I read "they" as "those who wrote the article," and "junior varsity" as "Marines". I know BlueMeanie's a veteran, I'll let him provide the details, but from context he's probably Army.
I love the smell of unproven allegations in the morning. None that I've ever met. I've never heard anyone (military or civilian, no matter how right-wing) defend My Lai; most people who served in Vietnam regard Calley as a vicious murderer who did great harm to the American cause. What the flying blue fvck are you talking about? By Americans? Has this ever been confirmed? I know that those kind of allegations surfaced, but I thought the only confirmed ones were leveled against (allied) Iraqi soldiers. Even if a half-dozen or so prisoners at Abu Ghraib were murdered (IIRC that was roughly the number that was alleged), which given the modern media I won't believe to be true until it's proven (yeah, I'm willing to give American Marines and soldiers much, much, MUCH more of a benefit of doubt than I am Iraqi terrorists, or for that matter any "embedded reporters" who have never served in the military--fvcking sue me), it doesn't hold a candle to My Lai. 250 or so dead, the vast majority of whom were innocent (a few weren't), mainly women, children, and elderly; vs. a half-dozen or so military-aged males who most likely were not innocent...no comparison.
LOL@ "If the enemy had the means". Our enemies have already demonstrated the lengths to which they will go to intentionally kill civilians.
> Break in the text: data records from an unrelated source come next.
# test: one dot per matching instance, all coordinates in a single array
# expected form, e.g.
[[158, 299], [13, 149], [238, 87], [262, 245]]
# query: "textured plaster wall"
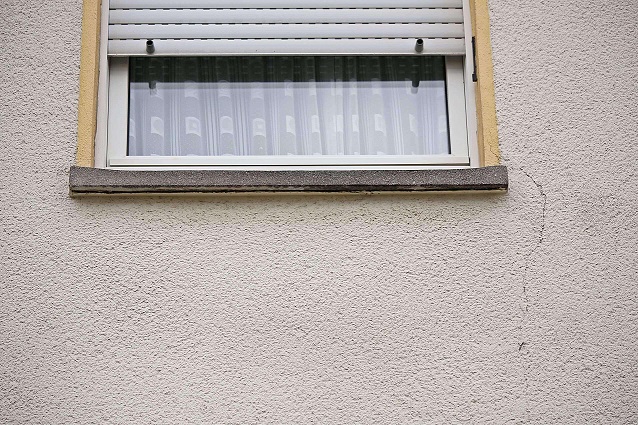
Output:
[[518, 307]]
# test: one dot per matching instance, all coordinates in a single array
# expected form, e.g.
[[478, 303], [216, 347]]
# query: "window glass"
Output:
[[282, 105]]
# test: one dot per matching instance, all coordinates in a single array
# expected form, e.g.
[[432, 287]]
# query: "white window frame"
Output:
[[112, 135]]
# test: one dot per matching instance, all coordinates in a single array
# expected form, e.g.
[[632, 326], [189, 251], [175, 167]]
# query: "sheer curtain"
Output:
[[337, 105]]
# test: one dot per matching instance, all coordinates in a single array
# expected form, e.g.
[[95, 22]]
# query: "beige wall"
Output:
[[517, 307]]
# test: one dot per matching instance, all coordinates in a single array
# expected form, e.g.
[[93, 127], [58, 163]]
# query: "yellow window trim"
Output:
[[90, 62]]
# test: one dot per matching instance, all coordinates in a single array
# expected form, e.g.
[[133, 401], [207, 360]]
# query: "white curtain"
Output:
[[288, 106]]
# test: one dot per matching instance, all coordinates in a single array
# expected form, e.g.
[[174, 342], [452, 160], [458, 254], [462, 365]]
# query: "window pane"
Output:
[[335, 105]]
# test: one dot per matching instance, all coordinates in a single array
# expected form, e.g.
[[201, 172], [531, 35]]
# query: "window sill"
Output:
[[86, 181]]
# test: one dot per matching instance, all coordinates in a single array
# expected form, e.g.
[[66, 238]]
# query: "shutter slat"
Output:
[[278, 4], [211, 27], [287, 31], [287, 47], [277, 16]]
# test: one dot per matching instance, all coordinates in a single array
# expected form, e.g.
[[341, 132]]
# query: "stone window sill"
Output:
[[86, 181]]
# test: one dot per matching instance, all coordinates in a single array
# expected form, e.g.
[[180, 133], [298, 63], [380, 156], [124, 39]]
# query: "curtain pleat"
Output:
[[288, 106]]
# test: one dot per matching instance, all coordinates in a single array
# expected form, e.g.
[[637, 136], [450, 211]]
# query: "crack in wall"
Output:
[[528, 262]]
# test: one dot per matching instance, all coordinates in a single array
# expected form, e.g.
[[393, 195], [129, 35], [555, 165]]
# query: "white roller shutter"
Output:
[[265, 27]]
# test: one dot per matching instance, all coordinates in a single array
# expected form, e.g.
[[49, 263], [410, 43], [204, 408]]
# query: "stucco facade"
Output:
[[514, 307]]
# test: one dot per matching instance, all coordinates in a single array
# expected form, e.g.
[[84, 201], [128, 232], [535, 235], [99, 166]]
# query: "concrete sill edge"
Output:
[[85, 180]]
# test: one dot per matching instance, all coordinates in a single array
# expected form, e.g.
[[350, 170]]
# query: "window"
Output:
[[410, 136], [355, 84]]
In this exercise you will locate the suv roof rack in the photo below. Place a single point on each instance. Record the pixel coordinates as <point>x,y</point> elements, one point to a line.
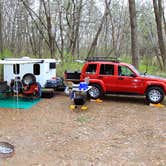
<point>102,58</point>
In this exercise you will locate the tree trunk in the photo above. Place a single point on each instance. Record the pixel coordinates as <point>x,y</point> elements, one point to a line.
<point>1,37</point>
<point>134,40</point>
<point>158,16</point>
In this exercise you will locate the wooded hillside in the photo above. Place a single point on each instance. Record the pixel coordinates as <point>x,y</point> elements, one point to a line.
<point>80,28</point>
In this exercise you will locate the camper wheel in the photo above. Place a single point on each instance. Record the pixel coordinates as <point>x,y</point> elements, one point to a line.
<point>28,79</point>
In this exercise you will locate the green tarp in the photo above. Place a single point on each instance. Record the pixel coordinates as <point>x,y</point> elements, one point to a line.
<point>18,102</point>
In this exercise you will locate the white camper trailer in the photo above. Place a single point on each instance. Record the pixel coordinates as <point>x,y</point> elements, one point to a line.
<point>43,69</point>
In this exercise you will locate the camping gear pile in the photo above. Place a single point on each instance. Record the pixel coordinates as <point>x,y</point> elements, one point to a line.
<point>78,93</point>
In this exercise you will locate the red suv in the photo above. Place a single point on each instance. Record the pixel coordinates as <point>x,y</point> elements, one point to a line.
<point>121,78</point>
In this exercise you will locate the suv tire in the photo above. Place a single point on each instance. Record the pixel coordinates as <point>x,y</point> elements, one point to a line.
<point>95,92</point>
<point>155,95</point>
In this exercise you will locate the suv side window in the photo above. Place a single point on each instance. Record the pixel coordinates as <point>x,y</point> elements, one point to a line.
<point>124,71</point>
<point>106,69</point>
<point>91,69</point>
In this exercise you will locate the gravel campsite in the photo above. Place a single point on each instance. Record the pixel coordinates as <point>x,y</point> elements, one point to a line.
<point>118,131</point>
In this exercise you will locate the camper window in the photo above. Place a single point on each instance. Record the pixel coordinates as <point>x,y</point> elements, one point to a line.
<point>52,65</point>
<point>36,69</point>
<point>16,69</point>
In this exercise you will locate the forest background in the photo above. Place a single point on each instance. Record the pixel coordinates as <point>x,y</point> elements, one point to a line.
<point>133,30</point>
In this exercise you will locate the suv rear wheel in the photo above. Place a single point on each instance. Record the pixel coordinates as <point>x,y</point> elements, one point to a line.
<point>95,92</point>
<point>155,95</point>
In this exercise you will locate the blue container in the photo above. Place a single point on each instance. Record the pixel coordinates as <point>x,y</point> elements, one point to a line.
<point>83,86</point>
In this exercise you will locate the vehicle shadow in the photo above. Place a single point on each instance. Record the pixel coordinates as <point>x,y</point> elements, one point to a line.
<point>126,99</point>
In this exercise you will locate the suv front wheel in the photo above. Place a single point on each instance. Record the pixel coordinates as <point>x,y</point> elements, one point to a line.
<point>155,95</point>
<point>95,92</point>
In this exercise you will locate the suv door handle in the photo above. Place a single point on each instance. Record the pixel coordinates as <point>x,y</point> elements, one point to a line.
<point>120,78</point>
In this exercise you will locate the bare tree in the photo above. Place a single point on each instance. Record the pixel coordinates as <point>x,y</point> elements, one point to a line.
<point>1,34</point>
<point>134,40</point>
<point>94,42</point>
<point>157,4</point>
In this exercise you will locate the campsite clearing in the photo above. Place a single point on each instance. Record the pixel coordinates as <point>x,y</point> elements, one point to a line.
<point>118,131</point>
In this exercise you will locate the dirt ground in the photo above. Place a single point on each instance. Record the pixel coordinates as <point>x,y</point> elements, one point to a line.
<point>120,131</point>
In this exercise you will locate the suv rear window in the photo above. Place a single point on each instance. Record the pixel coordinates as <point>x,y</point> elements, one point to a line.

They would just as happily use a nuclear bomb as a "5,000 pound" bomb. Speaking of which, what "5,000 pound" bombing of the alleged warlord -- "killing over 50 civilians" -- are we discussing?
I'm sure this has been asked a million times but I'm curious........ Are any family members of the ones who said we need to go to war in Iraq over in Iraq? You know, family members Bush, Cheney, Rumsfeld, Wolfowitz, some congressmen, etc.......
You know, Alex, the US Army should use your argument on promotional bumper stickers or something: Abu Ghraib: It Ain't Anything Like My Lai Because there's nothing like lowering the bar as low as physically possible before trying to surpass it. You know, like Lyndie England's Not As Bad As Saddam, Damnit or Bush's Debate Skills Rival A Four-Year-Old Child's.